The Nebraska Oil and Gas Commission should delay action on a controversial proposed disposal site for fracking wastewater in Sioux County.
The most important justification for the delay would be to allow time for the Legislature’s Natural Resources Committee to study whether Nebraska has proper oversight in place for disposal of the salty water that is a byproduct of fracking operations.
Another reason for delay is that a special independent investigator is currently looking into whether the commission violated the state’s open meetings law when it conducted a public hearing last month.
Attorney General Doug Peterson appointed Lincoln attorney William Austin to investigate allegations from the Nebraska Sierra club and Bold Nebraska that the commission did not comply with the law.
The hearing was conducted under odd circumstances.
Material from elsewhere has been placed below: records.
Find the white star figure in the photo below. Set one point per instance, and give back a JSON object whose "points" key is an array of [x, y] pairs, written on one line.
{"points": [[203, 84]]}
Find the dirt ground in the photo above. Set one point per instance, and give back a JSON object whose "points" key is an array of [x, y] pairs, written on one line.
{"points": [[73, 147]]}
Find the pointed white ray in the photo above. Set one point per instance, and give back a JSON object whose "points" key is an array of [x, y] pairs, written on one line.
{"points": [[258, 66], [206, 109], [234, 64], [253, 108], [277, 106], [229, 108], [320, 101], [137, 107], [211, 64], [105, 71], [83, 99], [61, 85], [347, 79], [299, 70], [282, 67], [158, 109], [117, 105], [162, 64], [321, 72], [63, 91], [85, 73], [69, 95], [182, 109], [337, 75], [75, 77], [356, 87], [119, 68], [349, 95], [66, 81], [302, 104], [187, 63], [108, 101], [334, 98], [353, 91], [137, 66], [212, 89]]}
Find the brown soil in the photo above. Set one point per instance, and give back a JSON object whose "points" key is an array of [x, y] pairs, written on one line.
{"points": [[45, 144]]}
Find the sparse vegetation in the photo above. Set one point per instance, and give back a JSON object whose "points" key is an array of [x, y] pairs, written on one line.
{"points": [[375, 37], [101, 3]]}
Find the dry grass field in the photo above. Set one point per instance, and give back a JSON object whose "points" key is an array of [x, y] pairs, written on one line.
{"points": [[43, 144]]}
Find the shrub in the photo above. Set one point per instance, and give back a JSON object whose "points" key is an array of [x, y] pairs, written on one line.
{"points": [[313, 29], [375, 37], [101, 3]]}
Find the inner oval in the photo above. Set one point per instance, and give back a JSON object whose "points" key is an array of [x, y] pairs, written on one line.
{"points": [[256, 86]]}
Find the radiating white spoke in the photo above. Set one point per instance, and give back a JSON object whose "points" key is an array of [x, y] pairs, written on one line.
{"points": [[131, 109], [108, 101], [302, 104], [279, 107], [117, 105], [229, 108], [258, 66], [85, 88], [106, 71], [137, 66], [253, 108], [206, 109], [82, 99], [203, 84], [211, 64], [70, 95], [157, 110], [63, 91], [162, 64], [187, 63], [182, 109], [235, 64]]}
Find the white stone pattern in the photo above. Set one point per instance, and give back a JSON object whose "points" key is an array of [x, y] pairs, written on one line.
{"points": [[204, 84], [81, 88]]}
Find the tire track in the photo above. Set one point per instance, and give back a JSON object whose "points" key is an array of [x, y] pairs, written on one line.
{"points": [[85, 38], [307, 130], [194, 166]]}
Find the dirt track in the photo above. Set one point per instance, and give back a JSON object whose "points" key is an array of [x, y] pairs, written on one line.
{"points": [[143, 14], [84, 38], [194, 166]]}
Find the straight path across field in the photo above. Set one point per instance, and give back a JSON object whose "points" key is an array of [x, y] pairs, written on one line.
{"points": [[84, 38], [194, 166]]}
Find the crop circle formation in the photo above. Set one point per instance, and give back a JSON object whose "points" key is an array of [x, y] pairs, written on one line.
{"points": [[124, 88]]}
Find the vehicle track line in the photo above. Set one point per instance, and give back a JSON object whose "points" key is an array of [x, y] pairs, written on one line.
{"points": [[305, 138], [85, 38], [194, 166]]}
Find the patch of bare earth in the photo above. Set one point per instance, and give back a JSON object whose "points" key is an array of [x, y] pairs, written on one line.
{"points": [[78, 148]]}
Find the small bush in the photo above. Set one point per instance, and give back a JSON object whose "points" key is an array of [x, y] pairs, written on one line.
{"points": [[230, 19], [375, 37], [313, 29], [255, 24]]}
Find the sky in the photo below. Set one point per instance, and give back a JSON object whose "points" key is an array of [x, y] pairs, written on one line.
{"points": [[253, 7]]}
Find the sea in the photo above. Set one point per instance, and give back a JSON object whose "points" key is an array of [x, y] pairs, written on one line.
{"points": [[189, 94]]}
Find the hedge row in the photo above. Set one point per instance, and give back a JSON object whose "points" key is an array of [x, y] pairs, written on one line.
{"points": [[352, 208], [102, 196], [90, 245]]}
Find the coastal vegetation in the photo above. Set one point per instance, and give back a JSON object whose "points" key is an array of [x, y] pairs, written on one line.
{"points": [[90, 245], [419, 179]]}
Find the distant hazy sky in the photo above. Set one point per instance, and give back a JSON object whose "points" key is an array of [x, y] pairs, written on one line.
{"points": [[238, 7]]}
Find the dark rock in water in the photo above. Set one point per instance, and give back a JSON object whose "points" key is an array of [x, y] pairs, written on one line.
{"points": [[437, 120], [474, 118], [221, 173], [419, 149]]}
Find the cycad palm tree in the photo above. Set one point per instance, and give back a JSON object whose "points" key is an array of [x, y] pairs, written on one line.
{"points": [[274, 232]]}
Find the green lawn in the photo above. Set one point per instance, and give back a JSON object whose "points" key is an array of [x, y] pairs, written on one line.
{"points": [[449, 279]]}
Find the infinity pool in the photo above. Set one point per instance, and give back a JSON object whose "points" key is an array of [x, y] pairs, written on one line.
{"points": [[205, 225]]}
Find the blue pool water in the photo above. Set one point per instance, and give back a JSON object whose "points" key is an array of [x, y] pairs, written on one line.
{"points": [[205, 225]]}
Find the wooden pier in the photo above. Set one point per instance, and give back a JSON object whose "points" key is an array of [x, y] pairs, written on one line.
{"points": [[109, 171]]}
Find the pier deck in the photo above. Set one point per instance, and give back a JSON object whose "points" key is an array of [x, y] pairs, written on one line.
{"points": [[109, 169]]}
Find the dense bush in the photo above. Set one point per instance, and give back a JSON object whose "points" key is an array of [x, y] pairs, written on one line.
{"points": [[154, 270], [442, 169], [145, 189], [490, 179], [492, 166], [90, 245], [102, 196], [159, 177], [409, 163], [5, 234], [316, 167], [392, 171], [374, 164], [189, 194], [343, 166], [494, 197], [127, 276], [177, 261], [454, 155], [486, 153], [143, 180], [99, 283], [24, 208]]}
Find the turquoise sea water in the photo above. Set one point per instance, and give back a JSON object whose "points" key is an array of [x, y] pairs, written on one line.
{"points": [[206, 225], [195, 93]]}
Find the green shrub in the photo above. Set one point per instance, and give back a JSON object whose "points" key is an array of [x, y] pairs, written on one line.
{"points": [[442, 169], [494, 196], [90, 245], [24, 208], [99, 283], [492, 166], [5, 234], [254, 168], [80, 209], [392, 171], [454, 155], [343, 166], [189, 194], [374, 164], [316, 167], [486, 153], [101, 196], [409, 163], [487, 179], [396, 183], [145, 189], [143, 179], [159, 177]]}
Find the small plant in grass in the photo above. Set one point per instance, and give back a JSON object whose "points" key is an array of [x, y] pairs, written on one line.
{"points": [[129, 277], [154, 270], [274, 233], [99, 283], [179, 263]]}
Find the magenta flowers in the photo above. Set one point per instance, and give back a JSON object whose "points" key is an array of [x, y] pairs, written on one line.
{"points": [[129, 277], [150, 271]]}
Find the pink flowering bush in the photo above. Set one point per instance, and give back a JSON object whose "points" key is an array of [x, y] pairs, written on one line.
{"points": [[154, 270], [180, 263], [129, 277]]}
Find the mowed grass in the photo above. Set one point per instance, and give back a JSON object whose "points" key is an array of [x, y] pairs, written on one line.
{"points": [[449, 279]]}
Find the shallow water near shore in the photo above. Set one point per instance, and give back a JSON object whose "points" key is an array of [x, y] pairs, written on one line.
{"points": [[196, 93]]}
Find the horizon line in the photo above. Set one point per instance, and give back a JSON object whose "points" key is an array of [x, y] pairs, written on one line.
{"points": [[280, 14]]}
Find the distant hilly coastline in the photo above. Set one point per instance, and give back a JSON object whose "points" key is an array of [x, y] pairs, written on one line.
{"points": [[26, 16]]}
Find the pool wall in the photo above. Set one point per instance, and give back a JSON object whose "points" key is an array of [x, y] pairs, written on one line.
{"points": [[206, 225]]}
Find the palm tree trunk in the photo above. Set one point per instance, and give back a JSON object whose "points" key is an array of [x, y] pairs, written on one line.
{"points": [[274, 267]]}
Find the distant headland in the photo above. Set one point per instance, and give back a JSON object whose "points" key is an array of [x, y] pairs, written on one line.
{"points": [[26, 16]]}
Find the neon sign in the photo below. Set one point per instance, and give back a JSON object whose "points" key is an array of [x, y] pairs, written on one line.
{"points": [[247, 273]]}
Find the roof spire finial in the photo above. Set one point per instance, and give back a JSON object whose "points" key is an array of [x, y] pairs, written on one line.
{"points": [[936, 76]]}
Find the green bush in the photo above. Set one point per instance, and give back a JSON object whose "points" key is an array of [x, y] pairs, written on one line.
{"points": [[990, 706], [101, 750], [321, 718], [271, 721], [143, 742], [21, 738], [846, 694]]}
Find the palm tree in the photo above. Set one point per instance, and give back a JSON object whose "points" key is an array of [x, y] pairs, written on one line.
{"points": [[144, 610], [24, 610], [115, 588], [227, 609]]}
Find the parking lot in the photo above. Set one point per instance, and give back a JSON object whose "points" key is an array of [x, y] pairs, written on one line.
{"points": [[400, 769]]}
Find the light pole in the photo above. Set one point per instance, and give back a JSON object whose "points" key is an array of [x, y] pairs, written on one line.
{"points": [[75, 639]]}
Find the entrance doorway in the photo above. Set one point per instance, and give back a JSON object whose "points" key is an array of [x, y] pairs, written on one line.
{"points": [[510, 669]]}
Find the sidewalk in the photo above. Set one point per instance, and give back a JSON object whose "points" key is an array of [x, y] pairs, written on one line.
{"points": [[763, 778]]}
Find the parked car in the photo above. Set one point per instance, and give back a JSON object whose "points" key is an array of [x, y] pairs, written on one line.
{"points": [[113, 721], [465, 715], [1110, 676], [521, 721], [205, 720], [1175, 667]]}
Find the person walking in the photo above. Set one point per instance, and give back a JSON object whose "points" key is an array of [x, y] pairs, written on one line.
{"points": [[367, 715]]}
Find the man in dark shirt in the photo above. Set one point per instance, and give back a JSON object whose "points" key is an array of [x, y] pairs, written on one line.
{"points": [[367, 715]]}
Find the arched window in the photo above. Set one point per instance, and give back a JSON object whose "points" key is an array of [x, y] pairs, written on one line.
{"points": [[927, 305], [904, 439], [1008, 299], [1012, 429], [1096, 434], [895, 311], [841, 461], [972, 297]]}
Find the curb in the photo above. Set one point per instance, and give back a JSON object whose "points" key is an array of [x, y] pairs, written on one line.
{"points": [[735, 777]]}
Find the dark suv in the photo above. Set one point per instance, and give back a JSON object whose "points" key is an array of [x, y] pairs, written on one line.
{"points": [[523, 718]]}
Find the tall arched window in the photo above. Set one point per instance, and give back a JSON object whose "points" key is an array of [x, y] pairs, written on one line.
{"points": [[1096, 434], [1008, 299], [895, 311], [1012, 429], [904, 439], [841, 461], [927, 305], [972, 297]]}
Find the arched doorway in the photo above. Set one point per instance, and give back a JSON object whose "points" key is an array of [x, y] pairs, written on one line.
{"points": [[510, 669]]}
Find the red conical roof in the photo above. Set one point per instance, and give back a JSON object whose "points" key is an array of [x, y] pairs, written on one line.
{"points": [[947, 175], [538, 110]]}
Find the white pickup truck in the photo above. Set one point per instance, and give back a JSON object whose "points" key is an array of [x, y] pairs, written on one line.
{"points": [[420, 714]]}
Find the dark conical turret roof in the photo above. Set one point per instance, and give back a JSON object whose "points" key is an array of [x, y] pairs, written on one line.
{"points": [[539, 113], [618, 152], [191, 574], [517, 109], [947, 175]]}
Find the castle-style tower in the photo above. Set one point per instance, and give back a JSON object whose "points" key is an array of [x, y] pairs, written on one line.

First the commission said that no one other than people living with a half-mile radius of the old oil well that is the proposed disposal site would be allowed to testify. Then it decided to hold a separate meeting where people could testify.
The commission, however, said those comments would not be part of the record. About 50 people testified at the hearing. Only three supported the proposal from Terex Energy Corp to dispose of fracking water from operations in Colorado and Wyoming by injecting it about a mile below the surface.
According to plans filed with the commission, the operation might mean as many as 80 trucks a day hauling 10,000 barrels a day to the site.
Nebraska’s regulatory system has not been updated for decades, and it certainly was not crafted to handle all the wastewater that is being created in the current fracking boom.
In Kansas, for example, new maximum daily limits were placed on disposal of fracking wastewater because of concerns it was causing earthquakes on previously unknown fault lines. Since September south-central Kansas has registered an average of 17 quakes a month of a magnitude of 2.0 or higher.
Sen. Ken Haar of Malcolm pointed out that Colorado’s regulations on disposal of fracking wastewater run to 300 to 400 pages. Nebraska has only about 50 pages. Colorado requires a $1 million bond to cover accidents. Nebraska requires only a $10,000. That’s “less than the insurance on your car,” Haar pointed out.
Sen. John Stinner has introduced a resolution (LR154) calling for research into the authority of the Oil and Gas Commission and “what can be done to protect the environment, the surface and underground water supply, and public safety.”
When it comes to protecting Nebraska’s groundwater, it’s wise to be careful. The commission has called a special meeting for Wednesday to take action. It should postpone its decision.